Thanks, Steve and Ann, for inviting us to spend a few days with you at the seashore. We loved it, and we are very sure that the children will never foret those special days with their mom and dad, enjoying the wonders of the surf and sand.

It was great, being with Beau and his dad, searching out the variety of tiny sea creatures that inhabit these tide pools among the rugged rock formations that are part of this particular beach. We saw sea anenami, small crabs and thousands of shell fish that fasten themselves to thes rocks along the shore.
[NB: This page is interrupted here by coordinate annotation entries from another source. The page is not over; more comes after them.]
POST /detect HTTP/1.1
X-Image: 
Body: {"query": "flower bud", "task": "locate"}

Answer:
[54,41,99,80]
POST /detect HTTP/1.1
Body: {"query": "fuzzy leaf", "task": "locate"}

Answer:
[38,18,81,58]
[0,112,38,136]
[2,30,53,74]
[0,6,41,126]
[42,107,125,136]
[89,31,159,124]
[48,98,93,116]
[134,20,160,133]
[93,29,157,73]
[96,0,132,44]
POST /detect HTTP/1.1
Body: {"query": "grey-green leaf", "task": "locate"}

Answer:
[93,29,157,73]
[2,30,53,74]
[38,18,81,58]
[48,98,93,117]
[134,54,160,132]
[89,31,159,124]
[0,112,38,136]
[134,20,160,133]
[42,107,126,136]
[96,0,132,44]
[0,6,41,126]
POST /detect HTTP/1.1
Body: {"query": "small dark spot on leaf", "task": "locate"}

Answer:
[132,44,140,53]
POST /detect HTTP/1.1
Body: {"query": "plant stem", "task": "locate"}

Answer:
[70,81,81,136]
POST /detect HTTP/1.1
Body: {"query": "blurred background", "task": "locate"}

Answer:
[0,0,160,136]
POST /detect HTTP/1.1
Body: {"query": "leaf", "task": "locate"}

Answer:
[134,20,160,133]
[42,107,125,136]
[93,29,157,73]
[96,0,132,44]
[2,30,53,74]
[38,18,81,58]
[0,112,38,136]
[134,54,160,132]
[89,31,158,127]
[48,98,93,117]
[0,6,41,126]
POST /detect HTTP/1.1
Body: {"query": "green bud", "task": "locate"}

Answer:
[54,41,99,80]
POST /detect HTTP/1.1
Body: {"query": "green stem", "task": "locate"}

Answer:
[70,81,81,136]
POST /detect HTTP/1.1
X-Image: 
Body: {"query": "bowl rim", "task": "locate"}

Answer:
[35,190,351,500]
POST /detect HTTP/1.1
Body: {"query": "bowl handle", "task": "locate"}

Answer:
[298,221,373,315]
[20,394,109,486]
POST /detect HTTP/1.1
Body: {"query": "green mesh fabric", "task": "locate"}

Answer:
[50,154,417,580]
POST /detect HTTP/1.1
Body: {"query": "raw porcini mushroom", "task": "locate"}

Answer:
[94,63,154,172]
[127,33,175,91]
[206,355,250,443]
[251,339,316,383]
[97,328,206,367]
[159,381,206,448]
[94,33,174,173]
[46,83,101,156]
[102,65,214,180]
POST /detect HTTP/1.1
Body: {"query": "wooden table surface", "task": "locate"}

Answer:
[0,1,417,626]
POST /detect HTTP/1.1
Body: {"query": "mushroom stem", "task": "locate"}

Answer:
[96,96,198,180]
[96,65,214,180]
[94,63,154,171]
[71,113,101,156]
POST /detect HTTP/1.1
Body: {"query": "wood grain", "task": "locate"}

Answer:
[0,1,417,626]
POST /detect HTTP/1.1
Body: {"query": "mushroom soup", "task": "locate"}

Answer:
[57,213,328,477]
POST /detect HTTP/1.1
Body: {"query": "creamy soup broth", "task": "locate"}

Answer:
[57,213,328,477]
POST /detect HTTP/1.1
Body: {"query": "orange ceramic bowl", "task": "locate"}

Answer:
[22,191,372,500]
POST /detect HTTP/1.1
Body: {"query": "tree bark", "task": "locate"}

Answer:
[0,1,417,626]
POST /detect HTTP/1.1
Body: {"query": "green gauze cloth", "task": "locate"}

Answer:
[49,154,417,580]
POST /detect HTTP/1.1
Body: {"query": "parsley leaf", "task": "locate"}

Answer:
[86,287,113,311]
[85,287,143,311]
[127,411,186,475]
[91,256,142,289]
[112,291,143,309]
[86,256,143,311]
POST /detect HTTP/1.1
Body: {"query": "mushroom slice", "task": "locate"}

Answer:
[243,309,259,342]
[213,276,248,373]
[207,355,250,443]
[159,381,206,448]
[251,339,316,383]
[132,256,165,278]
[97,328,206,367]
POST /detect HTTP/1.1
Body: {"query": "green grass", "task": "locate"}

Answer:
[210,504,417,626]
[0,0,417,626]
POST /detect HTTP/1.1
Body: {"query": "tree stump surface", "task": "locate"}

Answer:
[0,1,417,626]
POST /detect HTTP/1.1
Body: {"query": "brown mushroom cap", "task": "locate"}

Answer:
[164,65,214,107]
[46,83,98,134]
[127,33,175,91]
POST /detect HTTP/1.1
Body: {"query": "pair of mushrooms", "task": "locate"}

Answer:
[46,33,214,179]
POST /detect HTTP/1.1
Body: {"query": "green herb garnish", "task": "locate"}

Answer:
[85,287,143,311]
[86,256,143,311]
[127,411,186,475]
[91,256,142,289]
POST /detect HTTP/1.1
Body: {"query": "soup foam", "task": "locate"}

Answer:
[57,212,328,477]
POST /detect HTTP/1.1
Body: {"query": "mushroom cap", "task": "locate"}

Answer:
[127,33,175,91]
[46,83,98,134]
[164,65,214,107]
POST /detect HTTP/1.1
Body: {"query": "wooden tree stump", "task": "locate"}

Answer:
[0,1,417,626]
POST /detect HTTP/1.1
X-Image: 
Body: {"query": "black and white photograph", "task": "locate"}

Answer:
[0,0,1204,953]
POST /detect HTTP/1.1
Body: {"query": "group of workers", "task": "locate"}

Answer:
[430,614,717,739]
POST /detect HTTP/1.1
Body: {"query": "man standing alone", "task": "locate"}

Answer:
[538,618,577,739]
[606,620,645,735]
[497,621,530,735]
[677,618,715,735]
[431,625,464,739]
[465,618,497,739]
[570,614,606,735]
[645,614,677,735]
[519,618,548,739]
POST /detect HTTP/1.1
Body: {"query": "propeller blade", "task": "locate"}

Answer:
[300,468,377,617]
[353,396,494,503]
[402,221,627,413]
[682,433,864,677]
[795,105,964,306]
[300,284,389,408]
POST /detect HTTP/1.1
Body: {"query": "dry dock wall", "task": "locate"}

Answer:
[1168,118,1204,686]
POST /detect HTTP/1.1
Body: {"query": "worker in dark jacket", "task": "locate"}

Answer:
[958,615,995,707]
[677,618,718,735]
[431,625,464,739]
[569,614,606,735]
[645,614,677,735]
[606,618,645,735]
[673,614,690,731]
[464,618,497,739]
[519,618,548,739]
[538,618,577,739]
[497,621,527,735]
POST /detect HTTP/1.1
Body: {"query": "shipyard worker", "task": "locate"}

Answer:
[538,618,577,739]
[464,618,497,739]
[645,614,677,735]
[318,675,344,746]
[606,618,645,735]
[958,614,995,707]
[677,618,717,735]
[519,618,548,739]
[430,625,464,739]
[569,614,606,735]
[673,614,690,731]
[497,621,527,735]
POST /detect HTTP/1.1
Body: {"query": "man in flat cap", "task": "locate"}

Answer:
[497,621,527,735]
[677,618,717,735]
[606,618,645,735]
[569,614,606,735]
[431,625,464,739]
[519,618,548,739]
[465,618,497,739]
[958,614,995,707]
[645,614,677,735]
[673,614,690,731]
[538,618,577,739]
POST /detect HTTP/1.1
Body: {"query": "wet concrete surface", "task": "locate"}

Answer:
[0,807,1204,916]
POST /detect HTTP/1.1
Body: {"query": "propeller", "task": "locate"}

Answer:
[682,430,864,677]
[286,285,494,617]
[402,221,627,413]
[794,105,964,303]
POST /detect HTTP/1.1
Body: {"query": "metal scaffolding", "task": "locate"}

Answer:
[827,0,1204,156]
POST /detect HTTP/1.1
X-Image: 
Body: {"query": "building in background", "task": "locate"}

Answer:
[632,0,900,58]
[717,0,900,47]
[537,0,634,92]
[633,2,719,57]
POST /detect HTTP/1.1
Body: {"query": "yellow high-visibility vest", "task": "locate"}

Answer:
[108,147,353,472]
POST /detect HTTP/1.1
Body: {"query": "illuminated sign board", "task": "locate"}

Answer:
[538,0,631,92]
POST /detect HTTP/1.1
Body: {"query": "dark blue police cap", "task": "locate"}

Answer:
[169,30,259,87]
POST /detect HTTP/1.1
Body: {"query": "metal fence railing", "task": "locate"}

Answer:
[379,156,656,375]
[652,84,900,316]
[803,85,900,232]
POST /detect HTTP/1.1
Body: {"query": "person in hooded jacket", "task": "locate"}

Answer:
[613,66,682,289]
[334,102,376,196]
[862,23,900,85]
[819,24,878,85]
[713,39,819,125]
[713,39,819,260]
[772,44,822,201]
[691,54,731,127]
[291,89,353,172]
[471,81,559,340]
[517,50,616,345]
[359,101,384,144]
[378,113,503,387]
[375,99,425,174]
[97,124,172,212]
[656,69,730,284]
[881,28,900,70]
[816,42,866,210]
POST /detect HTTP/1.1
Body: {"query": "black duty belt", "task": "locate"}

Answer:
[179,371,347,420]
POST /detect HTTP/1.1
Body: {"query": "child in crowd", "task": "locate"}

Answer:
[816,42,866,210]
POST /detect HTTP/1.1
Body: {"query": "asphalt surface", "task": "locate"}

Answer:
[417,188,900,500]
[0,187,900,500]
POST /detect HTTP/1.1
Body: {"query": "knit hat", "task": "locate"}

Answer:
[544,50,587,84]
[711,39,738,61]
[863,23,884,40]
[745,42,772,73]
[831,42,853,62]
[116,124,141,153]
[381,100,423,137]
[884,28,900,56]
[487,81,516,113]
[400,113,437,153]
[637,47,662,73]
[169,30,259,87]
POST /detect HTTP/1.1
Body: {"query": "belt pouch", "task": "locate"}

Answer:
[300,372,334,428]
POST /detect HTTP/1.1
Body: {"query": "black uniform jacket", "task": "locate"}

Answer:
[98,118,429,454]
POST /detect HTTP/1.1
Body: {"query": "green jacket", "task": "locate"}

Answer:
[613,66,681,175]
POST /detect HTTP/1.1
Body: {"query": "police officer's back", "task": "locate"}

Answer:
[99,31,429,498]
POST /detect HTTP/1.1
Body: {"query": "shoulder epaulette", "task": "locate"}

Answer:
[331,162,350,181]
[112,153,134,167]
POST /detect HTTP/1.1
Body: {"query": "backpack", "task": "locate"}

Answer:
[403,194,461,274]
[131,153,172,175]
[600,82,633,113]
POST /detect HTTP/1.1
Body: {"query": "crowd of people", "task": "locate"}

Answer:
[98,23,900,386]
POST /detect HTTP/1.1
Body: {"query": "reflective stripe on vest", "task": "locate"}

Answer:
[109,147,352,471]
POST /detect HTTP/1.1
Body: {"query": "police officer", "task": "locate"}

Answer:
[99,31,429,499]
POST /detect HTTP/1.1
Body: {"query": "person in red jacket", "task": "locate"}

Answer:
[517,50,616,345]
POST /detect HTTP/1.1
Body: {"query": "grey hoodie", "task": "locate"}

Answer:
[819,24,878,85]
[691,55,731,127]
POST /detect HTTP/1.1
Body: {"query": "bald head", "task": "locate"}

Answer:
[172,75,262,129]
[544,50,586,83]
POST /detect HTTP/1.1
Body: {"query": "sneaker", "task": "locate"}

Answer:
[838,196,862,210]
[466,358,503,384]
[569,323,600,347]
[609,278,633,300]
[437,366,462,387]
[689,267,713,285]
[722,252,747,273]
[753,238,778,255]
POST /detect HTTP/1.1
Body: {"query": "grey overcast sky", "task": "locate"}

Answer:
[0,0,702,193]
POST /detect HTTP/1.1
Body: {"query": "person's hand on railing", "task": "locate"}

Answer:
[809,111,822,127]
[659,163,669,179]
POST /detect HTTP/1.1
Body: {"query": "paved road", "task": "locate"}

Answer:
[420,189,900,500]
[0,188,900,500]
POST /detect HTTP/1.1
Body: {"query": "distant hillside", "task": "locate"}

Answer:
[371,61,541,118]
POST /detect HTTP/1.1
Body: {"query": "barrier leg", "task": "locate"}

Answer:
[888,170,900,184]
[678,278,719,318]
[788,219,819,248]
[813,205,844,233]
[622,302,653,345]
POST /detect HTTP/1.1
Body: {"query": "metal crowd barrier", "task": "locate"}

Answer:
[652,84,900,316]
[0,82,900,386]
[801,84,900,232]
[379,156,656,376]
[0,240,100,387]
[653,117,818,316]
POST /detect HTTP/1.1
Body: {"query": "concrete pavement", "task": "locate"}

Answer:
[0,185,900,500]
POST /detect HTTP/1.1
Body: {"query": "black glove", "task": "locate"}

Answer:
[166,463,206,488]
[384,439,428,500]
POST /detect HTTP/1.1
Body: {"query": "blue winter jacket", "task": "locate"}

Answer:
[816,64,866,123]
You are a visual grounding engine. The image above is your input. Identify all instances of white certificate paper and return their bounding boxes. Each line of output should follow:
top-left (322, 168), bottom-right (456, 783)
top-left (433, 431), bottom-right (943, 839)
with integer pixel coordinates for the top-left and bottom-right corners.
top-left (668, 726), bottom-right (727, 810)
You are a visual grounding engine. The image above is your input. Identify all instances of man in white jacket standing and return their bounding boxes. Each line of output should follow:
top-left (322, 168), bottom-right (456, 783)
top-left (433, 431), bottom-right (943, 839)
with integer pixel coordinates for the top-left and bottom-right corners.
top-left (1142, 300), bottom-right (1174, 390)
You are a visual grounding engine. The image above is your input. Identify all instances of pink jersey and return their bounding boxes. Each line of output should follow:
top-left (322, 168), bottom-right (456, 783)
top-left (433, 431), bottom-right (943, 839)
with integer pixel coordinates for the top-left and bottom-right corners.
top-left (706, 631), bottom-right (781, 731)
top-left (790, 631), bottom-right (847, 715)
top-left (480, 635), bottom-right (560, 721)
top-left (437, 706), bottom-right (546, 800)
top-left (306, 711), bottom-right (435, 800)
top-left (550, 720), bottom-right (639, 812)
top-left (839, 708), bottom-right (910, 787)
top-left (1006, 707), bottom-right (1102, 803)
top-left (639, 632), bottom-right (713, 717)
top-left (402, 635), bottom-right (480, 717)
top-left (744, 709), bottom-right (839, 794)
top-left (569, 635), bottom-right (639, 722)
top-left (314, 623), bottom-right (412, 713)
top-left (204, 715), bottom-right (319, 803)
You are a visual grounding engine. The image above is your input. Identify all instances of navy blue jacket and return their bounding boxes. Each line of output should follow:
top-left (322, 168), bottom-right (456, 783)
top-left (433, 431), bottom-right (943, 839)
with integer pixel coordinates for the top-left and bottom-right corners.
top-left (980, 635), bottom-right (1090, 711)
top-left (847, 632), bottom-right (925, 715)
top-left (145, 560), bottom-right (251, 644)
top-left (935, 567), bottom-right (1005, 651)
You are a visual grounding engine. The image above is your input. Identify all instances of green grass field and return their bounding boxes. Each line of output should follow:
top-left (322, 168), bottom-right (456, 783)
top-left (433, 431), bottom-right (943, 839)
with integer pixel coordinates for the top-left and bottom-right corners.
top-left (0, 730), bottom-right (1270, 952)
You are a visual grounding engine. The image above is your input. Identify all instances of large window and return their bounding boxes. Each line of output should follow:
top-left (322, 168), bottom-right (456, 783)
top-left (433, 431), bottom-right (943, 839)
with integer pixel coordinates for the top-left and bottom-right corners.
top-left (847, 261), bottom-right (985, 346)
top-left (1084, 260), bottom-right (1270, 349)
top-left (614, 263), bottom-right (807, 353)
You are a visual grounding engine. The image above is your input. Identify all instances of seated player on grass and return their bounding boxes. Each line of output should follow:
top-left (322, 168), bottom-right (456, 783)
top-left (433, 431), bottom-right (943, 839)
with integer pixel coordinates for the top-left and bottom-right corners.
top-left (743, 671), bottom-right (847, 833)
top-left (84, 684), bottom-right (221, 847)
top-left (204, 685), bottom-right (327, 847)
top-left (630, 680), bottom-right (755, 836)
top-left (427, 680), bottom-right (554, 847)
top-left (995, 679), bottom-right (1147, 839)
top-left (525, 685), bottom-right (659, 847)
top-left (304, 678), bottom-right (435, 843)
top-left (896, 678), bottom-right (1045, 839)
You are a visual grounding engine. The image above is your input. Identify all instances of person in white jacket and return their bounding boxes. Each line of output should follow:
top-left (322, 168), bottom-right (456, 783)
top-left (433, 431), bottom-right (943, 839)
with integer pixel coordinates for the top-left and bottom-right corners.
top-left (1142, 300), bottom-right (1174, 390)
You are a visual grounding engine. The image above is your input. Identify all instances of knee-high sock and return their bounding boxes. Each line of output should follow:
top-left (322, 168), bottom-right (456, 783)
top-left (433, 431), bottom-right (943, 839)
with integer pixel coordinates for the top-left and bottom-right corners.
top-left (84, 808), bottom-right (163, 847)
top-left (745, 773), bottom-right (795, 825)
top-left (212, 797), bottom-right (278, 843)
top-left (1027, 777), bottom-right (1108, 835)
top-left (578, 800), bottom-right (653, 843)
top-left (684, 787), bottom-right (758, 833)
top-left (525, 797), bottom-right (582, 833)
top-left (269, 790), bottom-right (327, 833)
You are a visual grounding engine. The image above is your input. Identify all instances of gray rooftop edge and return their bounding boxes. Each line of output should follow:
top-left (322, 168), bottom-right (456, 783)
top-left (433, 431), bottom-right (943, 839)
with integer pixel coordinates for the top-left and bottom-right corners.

Now, it's Gracie's turn! Oh, what fun!

Josh isn't looking to sure about this being buried in the sand, but, in fact, he loved it!
This is at the beach just down from the cottage where they were staying.
Steve and Gracie have just finished covering Josh and drawing designs to make it look like a turtle shell??

Linda could not negotiate the 199 steps down to the beach, but she did drive down to the public beach just a ways to the north and rolled up her pant legs and waded out into the surf. She loved it so much she was just about to dive in, clothes and all, when I took this picture.
The woman knows no fear!

This is the view of the Pacific Ocean from where Ann & Steve were staying. That is Catalina Island ("26 miles across the sea") in the distance.

Here is the delightful cottage that Stev and Ann rented during their one-week stay at Laguna Beach. It is just a half block off the Pacific Coast Highway, on a hill overlooking the ocean. To reach the beach, however, you must take a flight 199 stone steps from the street level down to the ocean.

We were with Ann, Steve and their three children, Beau, 8, Gracie, 7, and Josh, 2 yrs, Mon - Wed, Oct 18, 19, 20. Despite the rainy weather we enjoyed some great time with them.
Beside several hours at the beach nearby, we did some sightseeing around this beautiful seaside community of Laguna Beach.
I took this picture as we were leaving a Marine life saving station, where they care for injured sea lions and seals. What you are seeing behind them is the acutal rib bone of a giant whale.